None of us have had the experience of rising from the dead, which means that the resurrection stories all happen at a certain remove. There is, however, one moment in those narratives which does relate to our experience but which also enables us to set that experience in a strange and beautiful light. The gospel of Luke  tells us what happened when he first appeared to ‘the Eleven assembled with their companions.’ They were terrified because they thought they were seeing a ghost. He showed them the wounds in his hands and feet  to reassure them and they were delighted but still could not believe it. Finally, he asked for something to eat. 

And they offered him a piece of grilled fish which he took and ate before their eyes.

This piece of fish has a story. Not too long before it was offered to Jesus it had been alive swimming through the water of some lake or river and that lake or river had a name. It would have had to feed itself perhaps on other fish but ultimately, as with all our food, would have depended on the way in which plants, even under water, draw energy from the sun and minerals from the earth to bring forth life. Water is also part of the story. Life cannot exist without it.

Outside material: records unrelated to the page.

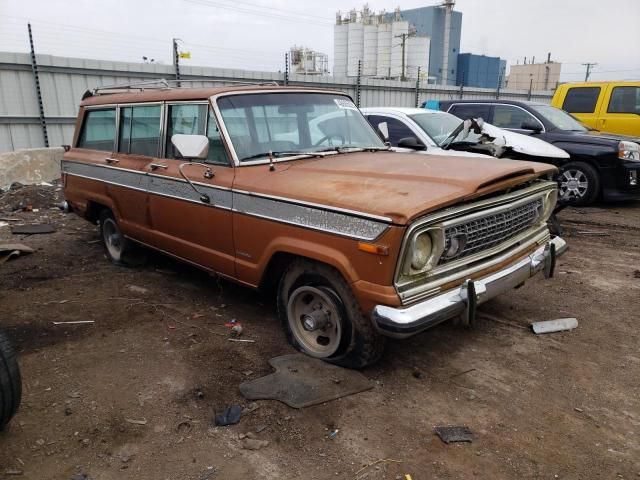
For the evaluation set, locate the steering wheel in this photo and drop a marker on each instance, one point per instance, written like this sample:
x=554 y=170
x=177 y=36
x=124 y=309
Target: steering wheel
x=328 y=138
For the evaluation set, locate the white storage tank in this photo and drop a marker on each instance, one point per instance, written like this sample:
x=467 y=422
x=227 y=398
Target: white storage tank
x=355 y=51
x=384 y=50
x=397 y=30
x=370 y=50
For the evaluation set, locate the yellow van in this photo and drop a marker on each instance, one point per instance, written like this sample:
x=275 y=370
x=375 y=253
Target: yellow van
x=606 y=106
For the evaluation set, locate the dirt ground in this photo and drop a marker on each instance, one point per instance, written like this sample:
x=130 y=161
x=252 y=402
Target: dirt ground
x=564 y=405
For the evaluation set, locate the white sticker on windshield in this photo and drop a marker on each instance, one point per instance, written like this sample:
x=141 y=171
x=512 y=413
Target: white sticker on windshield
x=345 y=103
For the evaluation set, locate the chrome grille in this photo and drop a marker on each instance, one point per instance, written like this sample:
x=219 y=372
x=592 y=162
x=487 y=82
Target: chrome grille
x=487 y=232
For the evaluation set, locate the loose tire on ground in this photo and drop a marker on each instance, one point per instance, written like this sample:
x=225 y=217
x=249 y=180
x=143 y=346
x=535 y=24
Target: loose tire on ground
x=119 y=249
x=353 y=343
x=579 y=183
x=10 y=382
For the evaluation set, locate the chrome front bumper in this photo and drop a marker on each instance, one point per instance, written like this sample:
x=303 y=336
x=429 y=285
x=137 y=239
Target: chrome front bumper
x=462 y=301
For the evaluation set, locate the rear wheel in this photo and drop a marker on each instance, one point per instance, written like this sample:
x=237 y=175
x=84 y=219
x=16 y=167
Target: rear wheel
x=579 y=183
x=322 y=317
x=119 y=249
x=10 y=382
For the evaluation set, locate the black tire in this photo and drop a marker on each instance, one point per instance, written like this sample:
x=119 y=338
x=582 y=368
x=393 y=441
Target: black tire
x=118 y=249
x=10 y=382
x=579 y=171
x=359 y=344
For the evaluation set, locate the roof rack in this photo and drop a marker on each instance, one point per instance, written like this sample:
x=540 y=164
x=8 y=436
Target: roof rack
x=161 y=84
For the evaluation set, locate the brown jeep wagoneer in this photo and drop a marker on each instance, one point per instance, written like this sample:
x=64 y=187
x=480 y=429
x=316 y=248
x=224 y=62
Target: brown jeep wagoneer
x=291 y=188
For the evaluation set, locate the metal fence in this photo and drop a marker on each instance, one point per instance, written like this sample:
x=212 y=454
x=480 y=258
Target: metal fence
x=63 y=80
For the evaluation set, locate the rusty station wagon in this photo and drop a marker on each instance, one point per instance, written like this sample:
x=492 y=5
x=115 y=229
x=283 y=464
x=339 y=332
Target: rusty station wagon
x=291 y=189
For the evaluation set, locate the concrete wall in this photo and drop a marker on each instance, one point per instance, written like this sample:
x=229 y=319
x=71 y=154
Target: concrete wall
x=64 y=80
x=30 y=166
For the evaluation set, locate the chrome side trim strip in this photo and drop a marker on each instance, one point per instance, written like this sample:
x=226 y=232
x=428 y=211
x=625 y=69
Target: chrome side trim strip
x=328 y=219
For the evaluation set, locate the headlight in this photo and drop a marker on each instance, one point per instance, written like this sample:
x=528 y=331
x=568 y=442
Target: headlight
x=629 y=151
x=421 y=251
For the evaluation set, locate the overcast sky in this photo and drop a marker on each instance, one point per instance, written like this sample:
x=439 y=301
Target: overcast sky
x=254 y=34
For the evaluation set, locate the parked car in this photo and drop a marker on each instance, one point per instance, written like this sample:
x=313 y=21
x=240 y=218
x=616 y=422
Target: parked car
x=606 y=106
x=356 y=242
x=10 y=381
x=440 y=133
x=602 y=165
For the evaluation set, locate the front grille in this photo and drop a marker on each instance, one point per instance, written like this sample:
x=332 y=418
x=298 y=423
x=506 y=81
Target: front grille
x=487 y=232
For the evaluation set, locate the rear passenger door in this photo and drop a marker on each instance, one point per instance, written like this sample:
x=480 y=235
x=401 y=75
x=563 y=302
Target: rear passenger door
x=182 y=222
x=107 y=177
x=584 y=103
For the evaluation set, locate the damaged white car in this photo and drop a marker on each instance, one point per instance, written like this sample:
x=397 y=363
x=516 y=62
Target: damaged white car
x=440 y=133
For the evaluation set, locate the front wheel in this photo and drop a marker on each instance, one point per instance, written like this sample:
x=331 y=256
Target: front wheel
x=10 y=382
x=118 y=248
x=579 y=183
x=322 y=318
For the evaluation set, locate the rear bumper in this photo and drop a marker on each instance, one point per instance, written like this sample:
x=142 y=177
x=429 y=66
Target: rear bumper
x=462 y=301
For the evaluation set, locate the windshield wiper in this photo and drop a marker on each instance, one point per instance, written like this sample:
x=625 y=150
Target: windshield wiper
x=274 y=154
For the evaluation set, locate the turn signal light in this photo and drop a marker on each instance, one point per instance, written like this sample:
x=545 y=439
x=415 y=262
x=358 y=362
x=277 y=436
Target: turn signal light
x=373 y=248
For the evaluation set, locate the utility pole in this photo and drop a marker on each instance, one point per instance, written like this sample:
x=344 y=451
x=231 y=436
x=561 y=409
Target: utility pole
x=36 y=78
x=358 y=84
x=588 y=65
x=286 y=68
x=176 y=60
x=418 y=88
x=404 y=37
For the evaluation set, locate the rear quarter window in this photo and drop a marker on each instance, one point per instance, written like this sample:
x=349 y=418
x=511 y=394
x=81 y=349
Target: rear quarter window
x=466 y=111
x=98 y=130
x=581 y=100
x=624 y=100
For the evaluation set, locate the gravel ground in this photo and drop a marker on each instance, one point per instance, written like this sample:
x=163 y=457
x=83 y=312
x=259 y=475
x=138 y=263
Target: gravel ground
x=133 y=395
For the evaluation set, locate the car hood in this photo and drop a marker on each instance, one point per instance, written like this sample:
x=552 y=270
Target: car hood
x=398 y=186
x=523 y=143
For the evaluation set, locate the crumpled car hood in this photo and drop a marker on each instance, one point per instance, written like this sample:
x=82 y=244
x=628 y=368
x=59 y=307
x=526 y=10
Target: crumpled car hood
x=398 y=186
x=523 y=143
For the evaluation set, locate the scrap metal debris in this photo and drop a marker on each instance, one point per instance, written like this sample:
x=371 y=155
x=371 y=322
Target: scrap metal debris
x=32 y=229
x=551 y=326
x=10 y=250
x=454 y=434
x=229 y=416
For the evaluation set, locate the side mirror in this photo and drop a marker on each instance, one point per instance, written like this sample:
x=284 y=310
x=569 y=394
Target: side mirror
x=411 y=142
x=531 y=125
x=191 y=146
x=383 y=128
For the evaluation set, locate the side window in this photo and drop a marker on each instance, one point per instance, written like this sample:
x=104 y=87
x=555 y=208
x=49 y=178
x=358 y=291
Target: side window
x=140 y=130
x=397 y=129
x=98 y=130
x=217 y=152
x=581 y=100
x=184 y=119
x=624 y=100
x=508 y=116
x=465 y=111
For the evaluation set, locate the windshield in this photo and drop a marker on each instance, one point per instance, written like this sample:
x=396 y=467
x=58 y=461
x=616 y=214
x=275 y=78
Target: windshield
x=288 y=124
x=559 y=118
x=438 y=125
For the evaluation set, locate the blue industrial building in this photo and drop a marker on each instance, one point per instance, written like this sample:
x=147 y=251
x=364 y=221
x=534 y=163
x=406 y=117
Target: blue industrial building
x=480 y=71
x=430 y=22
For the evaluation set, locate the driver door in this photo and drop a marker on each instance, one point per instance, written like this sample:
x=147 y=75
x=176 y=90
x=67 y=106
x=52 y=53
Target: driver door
x=182 y=223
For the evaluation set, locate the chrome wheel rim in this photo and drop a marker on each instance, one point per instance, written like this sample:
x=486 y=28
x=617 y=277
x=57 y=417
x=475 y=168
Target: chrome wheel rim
x=573 y=184
x=113 y=238
x=318 y=307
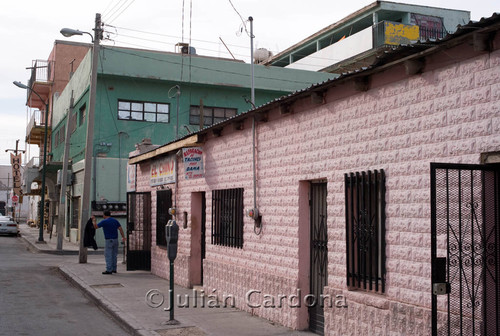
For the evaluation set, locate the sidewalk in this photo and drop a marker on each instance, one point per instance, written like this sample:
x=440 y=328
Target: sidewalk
x=137 y=299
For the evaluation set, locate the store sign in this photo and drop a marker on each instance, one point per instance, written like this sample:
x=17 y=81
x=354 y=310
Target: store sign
x=131 y=177
x=163 y=171
x=193 y=162
x=15 y=160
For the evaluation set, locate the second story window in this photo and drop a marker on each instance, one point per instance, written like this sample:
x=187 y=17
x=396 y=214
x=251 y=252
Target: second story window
x=143 y=111
x=208 y=116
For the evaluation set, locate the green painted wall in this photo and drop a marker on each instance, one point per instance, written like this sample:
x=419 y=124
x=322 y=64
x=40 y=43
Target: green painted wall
x=147 y=76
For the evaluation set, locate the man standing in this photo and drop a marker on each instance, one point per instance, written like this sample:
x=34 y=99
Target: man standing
x=110 y=226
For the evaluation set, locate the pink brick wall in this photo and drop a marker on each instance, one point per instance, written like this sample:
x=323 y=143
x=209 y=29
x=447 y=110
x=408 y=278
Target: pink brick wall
x=449 y=114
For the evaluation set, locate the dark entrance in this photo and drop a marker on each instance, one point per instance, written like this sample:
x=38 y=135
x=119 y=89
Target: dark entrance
x=465 y=213
x=319 y=260
x=139 y=231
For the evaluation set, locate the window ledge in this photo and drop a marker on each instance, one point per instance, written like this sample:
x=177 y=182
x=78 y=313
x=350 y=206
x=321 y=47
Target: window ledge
x=377 y=300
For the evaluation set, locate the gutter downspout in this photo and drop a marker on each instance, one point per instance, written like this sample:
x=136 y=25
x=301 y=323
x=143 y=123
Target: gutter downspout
x=255 y=212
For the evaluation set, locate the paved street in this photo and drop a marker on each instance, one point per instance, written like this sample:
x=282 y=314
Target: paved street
x=36 y=300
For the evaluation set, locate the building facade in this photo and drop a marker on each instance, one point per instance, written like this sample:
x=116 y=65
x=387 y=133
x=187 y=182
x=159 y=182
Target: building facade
x=348 y=199
x=360 y=38
x=144 y=94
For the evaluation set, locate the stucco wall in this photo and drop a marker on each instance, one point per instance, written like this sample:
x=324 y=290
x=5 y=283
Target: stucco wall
x=449 y=113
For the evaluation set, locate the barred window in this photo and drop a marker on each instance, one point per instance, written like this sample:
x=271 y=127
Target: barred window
x=227 y=217
x=82 y=112
x=163 y=203
x=208 y=116
x=365 y=230
x=143 y=111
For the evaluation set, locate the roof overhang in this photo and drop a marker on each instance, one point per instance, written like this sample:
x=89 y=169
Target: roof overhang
x=190 y=141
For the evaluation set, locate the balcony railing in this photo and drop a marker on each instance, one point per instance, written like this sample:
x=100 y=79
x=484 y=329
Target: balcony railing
x=37 y=119
x=382 y=34
x=41 y=71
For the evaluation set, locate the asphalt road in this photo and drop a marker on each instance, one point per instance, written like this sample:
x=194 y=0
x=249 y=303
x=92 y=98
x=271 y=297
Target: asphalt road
x=36 y=300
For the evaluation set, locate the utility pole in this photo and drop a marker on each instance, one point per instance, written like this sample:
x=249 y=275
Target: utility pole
x=62 y=200
x=16 y=173
x=89 y=145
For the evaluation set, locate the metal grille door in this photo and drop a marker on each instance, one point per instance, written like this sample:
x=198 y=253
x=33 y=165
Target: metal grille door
x=319 y=256
x=139 y=231
x=465 y=249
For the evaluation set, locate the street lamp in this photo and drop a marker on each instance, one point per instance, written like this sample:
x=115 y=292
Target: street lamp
x=44 y=171
x=89 y=145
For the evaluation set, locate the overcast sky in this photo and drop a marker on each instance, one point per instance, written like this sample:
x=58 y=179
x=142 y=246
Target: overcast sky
x=29 y=28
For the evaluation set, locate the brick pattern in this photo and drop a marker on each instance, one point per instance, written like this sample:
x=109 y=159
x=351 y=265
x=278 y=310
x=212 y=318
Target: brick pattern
x=451 y=114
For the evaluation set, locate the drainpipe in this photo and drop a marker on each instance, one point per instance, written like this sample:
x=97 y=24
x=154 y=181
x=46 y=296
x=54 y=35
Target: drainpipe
x=254 y=212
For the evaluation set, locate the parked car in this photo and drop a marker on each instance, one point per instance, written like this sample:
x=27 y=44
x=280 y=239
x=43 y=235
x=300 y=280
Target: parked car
x=8 y=226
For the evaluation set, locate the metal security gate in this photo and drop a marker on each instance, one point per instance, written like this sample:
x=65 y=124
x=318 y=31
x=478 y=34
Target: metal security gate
x=319 y=257
x=139 y=231
x=465 y=249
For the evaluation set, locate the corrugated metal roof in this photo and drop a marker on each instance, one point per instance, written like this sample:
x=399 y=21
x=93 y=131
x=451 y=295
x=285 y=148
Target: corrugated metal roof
x=390 y=55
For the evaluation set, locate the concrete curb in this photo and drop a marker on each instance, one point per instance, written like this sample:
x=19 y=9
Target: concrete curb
x=35 y=248
x=124 y=320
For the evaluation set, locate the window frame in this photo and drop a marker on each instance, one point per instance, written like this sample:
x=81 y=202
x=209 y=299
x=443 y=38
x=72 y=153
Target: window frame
x=365 y=222
x=209 y=118
x=143 y=109
x=82 y=112
x=162 y=216
x=227 y=217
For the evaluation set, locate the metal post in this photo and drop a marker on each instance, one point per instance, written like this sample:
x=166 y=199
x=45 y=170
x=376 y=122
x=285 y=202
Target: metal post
x=253 y=119
x=62 y=200
x=44 y=173
x=171 y=291
x=89 y=145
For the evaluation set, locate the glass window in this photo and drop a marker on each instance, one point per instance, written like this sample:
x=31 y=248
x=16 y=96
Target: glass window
x=227 y=217
x=365 y=238
x=210 y=115
x=143 y=111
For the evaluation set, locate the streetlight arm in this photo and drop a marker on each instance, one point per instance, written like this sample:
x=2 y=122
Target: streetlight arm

The varied atomic particles which made up that piece of fish have been floating and flowing on this earth both before that fish lived and in the centuries since. Each one has a history stretching back to before the earth came into existence and each moment it has been changing in a tiny way its environment as well as being changed by it. Life on earth is linked into the cosmos and, in like manner, the risen Jesus eating that fish is connected to everything and everybody.